Ke sekolah menengah apalagi kuliah , kita sudah merasa malu menggenjot sepeda. Terlebih lagi ke rumah seorang kawan yang ditaksir. Kita lebih senang naik angkot daripada bersepeda. Lebih bergengsi dan berkelas, katanya.

Itulah contoh kongkret bagaimana kita memaknai sesuatu hal, dalam hal in sepeda. Jika kita memaknai bahwa sepeda merupakan alat angkut yang sangat hina, maka kita akan malau mengendarainya. Karena kita telah menganggap bahwa diri kita sanagat hina akibat sepeda itu.

Namun jika kia memaknainya dengan makna lain yang lebih tinggi, maka kia akan dengan senang hati atau bahkan sangat bangga mengendarai sepeda. Jika kita melekatkan makna bersepeda adalah olah raga, maka kita akan dengan senag hati bersepeda karena ada target tinggi berupa kebugaran yang hendak kita capai. Betapapun jalan naik ataupun turun gunung. Baik di jalan raya atau bahkan di jalan tanah berbatu atau berlumpur, kita akan dengan senang hati menggenjot sepeda bahkan menuntun atau memanggul sepeda itu jika jalan tak lagi bisa dilalui dengan mengendarainya. Itu semua kita lakukan dengan senang hati dan gembira. Bahkan ke kantorpun kita rela bersepda, jika meletakkan makna bersepeda adalah untuk mengurangi polusi kota. Terlebih-lebih jika kita memaknai bersepeda ke kantor adalah merupakan gaya hidup baru para eksekutif, maka kita akan dengan senang hati pula mengikuti gaya hidup itu. Karena dalam persepsi kita, kita tidak sedang mengendarai sepeda tetapi kita sedang larut mengikuti mode.
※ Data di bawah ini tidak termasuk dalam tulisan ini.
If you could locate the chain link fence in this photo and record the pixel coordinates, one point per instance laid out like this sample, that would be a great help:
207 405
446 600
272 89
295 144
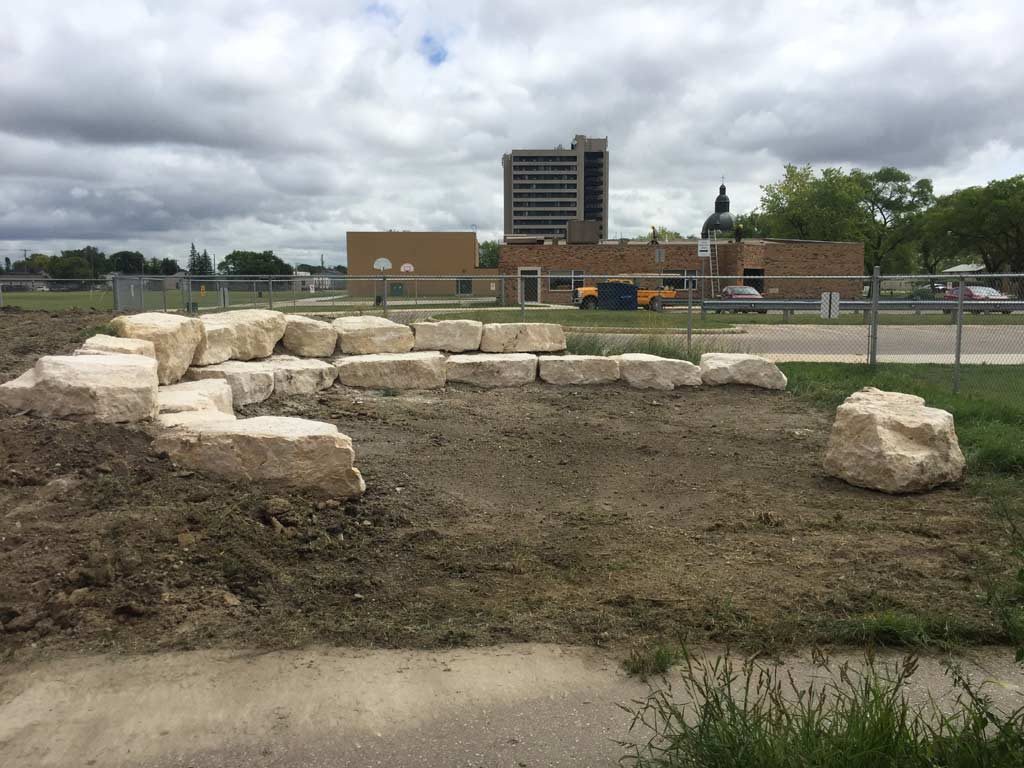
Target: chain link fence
972 325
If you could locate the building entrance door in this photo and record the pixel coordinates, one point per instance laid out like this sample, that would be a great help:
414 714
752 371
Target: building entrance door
530 280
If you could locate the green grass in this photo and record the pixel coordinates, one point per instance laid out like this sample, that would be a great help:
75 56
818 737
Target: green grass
650 659
664 346
726 715
593 317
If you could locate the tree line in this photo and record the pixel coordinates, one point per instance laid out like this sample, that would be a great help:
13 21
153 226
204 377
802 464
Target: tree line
903 225
90 263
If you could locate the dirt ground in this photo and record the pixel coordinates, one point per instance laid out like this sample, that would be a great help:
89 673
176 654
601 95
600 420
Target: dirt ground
543 514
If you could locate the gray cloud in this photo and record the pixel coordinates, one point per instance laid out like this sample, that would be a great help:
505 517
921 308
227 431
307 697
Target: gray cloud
282 125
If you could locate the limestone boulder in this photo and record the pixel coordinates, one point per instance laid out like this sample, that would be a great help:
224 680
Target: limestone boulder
103 344
111 388
651 372
493 370
522 337
370 335
174 338
399 371
449 336
193 419
240 335
250 382
578 369
893 442
205 394
306 337
286 451
299 375
732 368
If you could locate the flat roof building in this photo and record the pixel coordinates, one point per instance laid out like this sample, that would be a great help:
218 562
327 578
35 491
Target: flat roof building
547 188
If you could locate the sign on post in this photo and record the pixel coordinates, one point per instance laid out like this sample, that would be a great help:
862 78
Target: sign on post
829 305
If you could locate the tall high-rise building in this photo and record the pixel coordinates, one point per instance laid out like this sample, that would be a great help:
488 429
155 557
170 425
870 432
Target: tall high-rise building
547 188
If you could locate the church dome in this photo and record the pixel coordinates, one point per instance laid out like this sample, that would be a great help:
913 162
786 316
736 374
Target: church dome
722 220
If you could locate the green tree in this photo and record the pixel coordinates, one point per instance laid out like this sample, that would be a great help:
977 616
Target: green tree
127 262
70 265
489 251
984 222
253 262
895 204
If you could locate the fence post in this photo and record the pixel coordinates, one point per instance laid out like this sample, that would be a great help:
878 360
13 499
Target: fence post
689 318
960 336
872 343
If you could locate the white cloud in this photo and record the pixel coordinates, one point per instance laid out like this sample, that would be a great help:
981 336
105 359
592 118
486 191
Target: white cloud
150 125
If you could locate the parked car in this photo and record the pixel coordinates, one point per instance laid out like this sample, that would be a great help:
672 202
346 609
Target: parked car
742 293
978 293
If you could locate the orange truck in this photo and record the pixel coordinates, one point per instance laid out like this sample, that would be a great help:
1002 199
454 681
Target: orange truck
647 298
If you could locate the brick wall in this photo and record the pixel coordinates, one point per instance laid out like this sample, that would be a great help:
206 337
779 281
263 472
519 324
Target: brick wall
775 257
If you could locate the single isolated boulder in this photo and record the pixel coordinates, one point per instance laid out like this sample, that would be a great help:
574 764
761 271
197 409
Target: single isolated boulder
298 453
578 369
174 338
449 336
102 344
371 335
893 442
650 372
205 394
250 382
109 388
732 368
305 337
493 370
299 376
400 371
522 337
240 335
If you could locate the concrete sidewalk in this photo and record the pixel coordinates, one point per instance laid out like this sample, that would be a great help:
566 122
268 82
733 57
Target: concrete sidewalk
506 706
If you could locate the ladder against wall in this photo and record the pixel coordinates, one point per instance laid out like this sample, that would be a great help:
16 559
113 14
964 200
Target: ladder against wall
713 269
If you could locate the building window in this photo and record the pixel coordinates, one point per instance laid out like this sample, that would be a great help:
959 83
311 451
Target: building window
564 280
687 279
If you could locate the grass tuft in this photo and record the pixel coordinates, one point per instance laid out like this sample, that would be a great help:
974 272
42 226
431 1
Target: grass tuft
731 716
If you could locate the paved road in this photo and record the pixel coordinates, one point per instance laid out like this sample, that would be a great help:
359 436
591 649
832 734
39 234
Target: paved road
508 706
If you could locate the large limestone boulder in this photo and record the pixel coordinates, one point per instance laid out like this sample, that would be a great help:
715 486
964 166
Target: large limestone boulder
732 368
205 394
493 370
578 369
109 388
292 452
250 382
103 344
305 337
400 371
893 442
240 335
298 375
174 338
651 372
522 337
449 336
370 335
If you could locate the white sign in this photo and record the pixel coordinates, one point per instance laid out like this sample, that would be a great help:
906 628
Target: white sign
829 305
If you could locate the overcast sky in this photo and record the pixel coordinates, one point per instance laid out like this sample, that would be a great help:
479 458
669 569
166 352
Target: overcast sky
283 125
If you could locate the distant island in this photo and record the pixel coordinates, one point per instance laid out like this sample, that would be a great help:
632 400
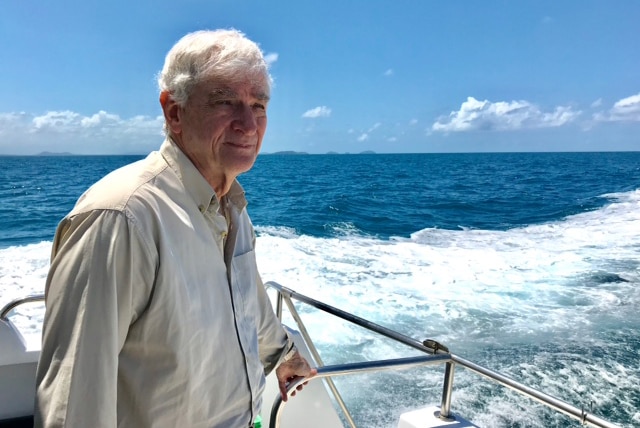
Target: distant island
293 152
54 154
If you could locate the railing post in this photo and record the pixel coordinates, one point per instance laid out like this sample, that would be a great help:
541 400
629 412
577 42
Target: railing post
447 387
279 305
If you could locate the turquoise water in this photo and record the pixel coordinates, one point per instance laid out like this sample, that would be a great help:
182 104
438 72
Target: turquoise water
528 263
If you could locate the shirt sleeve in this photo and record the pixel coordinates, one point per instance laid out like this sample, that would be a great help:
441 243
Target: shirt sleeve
273 339
99 283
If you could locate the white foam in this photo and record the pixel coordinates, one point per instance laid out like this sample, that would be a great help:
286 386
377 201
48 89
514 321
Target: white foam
469 289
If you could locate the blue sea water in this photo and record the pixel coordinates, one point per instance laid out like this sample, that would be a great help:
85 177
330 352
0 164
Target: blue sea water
528 263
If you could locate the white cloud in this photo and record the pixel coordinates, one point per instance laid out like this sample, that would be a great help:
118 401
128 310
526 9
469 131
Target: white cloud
58 131
321 111
477 115
271 58
374 127
597 103
624 110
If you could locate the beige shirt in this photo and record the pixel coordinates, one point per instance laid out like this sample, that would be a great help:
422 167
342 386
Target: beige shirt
151 320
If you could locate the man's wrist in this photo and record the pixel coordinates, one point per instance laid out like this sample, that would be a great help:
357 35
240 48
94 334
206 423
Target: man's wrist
290 354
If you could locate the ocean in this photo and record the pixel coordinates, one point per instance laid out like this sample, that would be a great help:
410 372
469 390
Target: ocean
527 263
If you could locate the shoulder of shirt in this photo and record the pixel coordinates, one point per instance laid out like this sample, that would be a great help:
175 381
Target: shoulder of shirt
119 188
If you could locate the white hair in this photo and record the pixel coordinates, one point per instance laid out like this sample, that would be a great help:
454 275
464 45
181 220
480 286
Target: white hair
227 55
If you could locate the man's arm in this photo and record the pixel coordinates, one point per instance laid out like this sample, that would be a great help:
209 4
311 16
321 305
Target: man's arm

Demikian pula di lingkungan pekerjaan. Bagaimana kita memaknai setiap pekerjaan yang kita lakukan, akan sangat mempengaruhi kualitas hasil pekerjaan kita. Plaing tidak dari sisi interpretasi kita. Jika kita memaknai diri kita hanyalah sebagai anak buah dan pesuruh atasan, maka kita hanya akan bertindak jika kita disuruh dan dierintah oleh atasan tanpa inisiatif. Tetapi jika dengan pekerjaan yang sama kita memaknainya dengan lebih tinggi, sebagai partner atau bahkan sebagai pengatur pekerjaan atasan, maka kita secara tak sadar akan melakukan pekerjaan dengan lebih baik. Karena kita merasa yakin bahwa tanpa peran kita, atasan tidak akan dapat melaksanakan tugasnya dengan maksimal.
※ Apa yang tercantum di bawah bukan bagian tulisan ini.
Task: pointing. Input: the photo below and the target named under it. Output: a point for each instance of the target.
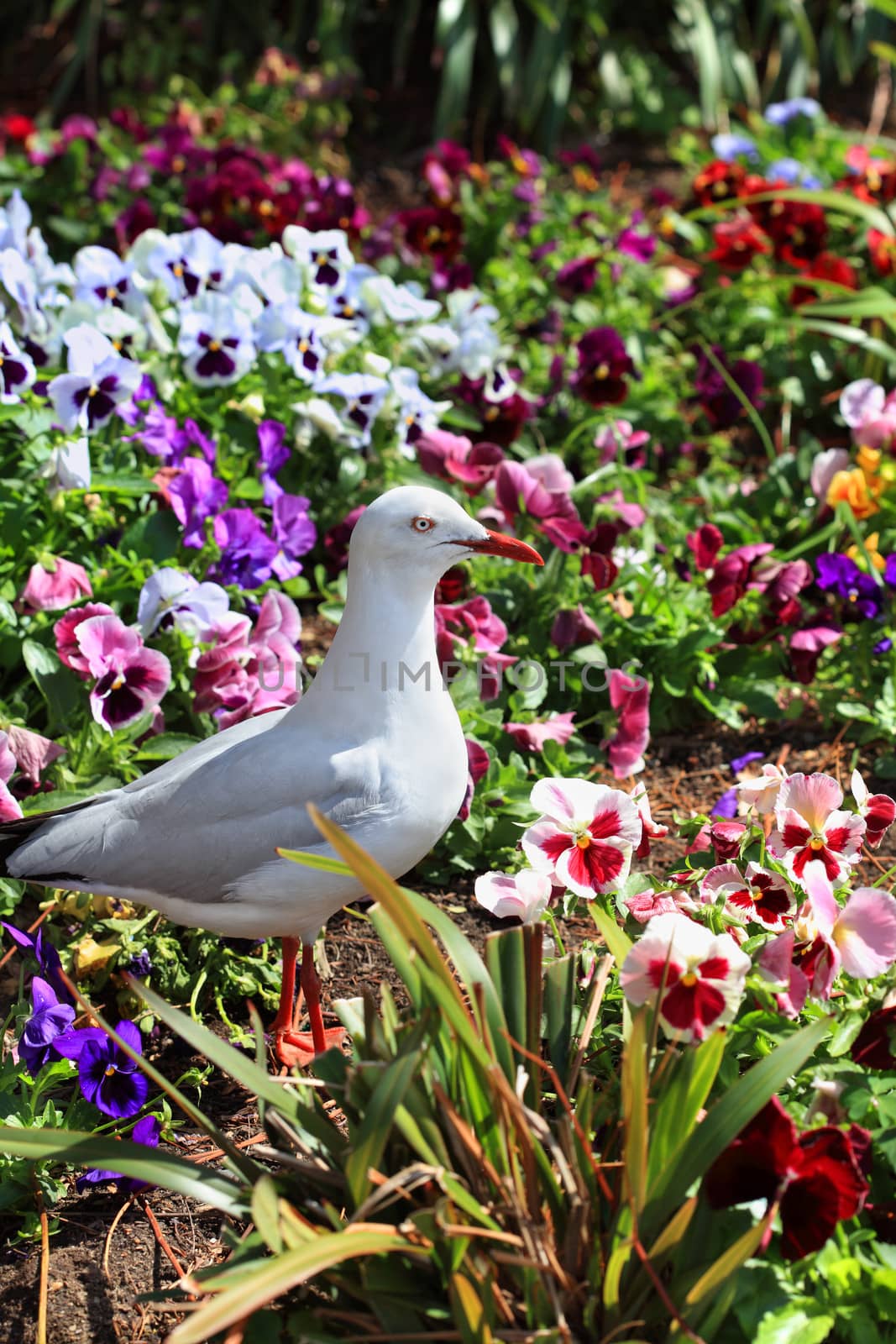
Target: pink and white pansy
(860, 938)
(515, 894)
(813, 830)
(694, 976)
(878, 810)
(757, 895)
(761, 792)
(584, 837)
Itu semua baru memaknai sesuatu dari sisi lahiriah saja telah dapat mengubah persepsi orang untuk dapat bekerja dengan lebih baik, bagaimana pula jika memaknainya dari sisi batiniah. Memaknai pekerjaan dengan makna tertinggi yaitu makna di hadapan Allah. Jika kita memaknai segala sesuatu termasuk pekerjaan dan tugas yan sedang kita laksanakan semata-mata karena untuk beribadah kepada Allah, maka kita akan dengan ikhlas melakukannya. Tanpa perlu perintah ataupun instruksi dan tanpa perlu pula iming-iming insentif. Semua akan berjalan dengan mudahnya karena target tertinggi telah kita yakini yaitu ridlo Allah.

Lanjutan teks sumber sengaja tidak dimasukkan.